Steiner Brothers v Terry Gordy & Steve Williams (Clash of the Champions XIX, 6/16/92)

This was really great; four big bomb throwing motherfuckers going out and throwing bombs. Doesn’t start out that way, though, as the first five minutes or so are entirely built around all four grappling and going for amateur takedowns and stuff. It all looks really uncooperative and surly, sort of like what I’d imagine an Americanised heavyweight shoot-style fight would be like. There’s an awesome struggle over a bridge between Scott and Gordy, where Scott tries to bridge out from below a couple times while Gordy shifts his weight to the side so Scott can’t stand all the way up, then the next attempt looks like it’s going to work so Gordy just turns dead weight and falls right back down on Scott’s head. Things get more and more niggly, and that leads to Williams throwing the amateur shit out the window and murdering Rick with a HUGE lariat. Rick was never afraid to sell a big clothesline by taking a bump right on his head, and that’s what he does here; looks really nasty, like some DDT junior heavyweight taking a neck bump off a Sekimoto lariat, except Sekimoto ain’t Steve Williams and Rick sure as shit ain’t a junior heavyweight. This is where things settle down into a more traditional southern tag style, firstly with Rick taking a stint as FIP, firing back by tossing Gordy and Williams on their head, tagging in Scott, and then Scott taking a longer stint in peril. Scott’s FIP section is particularly strong. Scott isn’t really a guy too many people think of as a great “Ricky Morton”, but I really dig him as a face in peril. Gordy and Williams are great at working him over, first by picking apart the back before moving onto the leg, and that plays into a great finish. Post-hot tag there’s a spot where Scott is out on the floor and Williams just ploughs into him with a huge low tackle to the knee. And that finish, man… probably the best chop block in history.

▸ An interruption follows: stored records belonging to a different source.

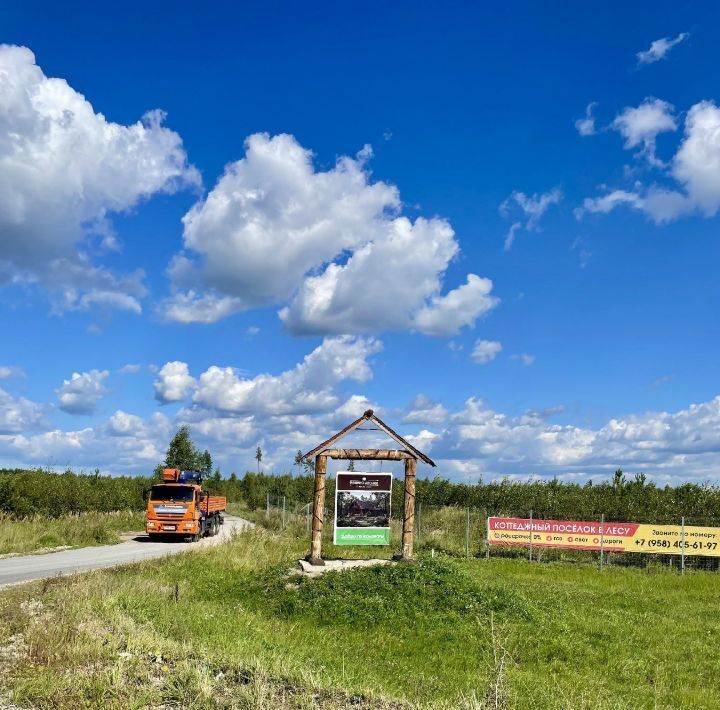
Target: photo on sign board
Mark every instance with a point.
(363, 509)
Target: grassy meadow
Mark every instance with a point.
(230, 627)
(39, 533)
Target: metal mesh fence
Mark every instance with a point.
(463, 532)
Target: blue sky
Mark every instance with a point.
(586, 341)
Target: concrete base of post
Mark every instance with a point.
(315, 561)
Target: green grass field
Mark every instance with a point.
(40, 533)
(228, 627)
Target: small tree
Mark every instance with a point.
(205, 463)
(307, 465)
(182, 453)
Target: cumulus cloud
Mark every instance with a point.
(695, 168)
(532, 208)
(424, 411)
(697, 162)
(485, 351)
(64, 169)
(130, 369)
(297, 408)
(659, 49)
(667, 445)
(586, 126)
(18, 414)
(641, 124)
(82, 392)
(8, 371)
(307, 388)
(524, 358)
(331, 245)
(173, 383)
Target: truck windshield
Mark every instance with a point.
(174, 493)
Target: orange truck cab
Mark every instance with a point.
(179, 507)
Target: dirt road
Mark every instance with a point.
(29, 567)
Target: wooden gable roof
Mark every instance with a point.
(369, 416)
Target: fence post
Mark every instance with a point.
(418, 520)
(467, 532)
(682, 546)
(530, 547)
(486, 517)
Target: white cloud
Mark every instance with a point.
(532, 207)
(306, 388)
(445, 315)
(697, 162)
(8, 371)
(586, 126)
(695, 168)
(667, 446)
(640, 126)
(524, 358)
(485, 351)
(424, 411)
(659, 49)
(81, 393)
(18, 414)
(192, 307)
(329, 244)
(300, 407)
(510, 236)
(64, 169)
(130, 369)
(174, 382)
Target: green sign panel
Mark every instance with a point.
(362, 508)
(362, 536)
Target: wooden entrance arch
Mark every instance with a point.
(327, 450)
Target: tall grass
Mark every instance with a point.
(228, 627)
(39, 533)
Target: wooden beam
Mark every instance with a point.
(409, 515)
(318, 511)
(396, 437)
(369, 416)
(368, 454)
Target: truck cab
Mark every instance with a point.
(179, 508)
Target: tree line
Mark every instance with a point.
(634, 498)
(24, 493)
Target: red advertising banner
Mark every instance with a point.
(611, 537)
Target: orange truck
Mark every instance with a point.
(180, 508)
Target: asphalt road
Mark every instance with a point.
(14, 570)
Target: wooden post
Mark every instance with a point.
(318, 511)
(409, 516)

Ricky Steamboat & Nikita Koloff v Brian Pillman & Jushin Liger (Great American Bash, 7/12/92)

Last time I saw this I thought it was really good. Then I watched the New Japan best of the 80s set and got totally burned out on the way the vast majority of the tag matches on it were worked (constant tags, nobody gaining any sort of sustained advantage, things continually moving really quickly, etc.), and since I remember this being worked more like a New Japan tag than a traditional southern tag, I wasn’t sure what I’d come away thinking this time around. Turns out it held up just fine, a few awkward moments aside. Nikita might actually have been my favourite guy in this. There’s a neat extended power v speed exchange between him and the juniors at the beginning which I thought was really well done, in no small part because Nikita managed to strike a balance between ‘vulnerable big oaf’ and ‘destructive powerhouse’ pretty well. He’s also really good at working the apron; very vocal and always doing something to make it seem like he’s willing his partner on to make the tag. Steamboat is Steamboat, and while he doesn’t get much of a chance to play FIP like I’d normally hope, he’s in the unusual position of being “stronger” than his two opponents. Not saying Steamboat’s some feeble old dude with no core strength, but he rarely worked in a way that would suggest he was bigger than a guy like Anderson or Rude. Pillman and Liger are light heavies, Steamboat is a heavyweight, so Steamboat works on top more than usual, busting out a few nifty power moves for the occasion (double backbreaker into a running powerslam, for example). Liger and Pillman are a good junior team with a bunch of nice looking offence and highspots, and Liger in particular is fun to watch opposite Steamboat. I don’t think this would’ve been hurt by being trimmed of a few minutes, but all in all I still really dig it. I’m not sure this is even a top 15 tag for the company in 1992, which really goes to show how strong WCW was that year.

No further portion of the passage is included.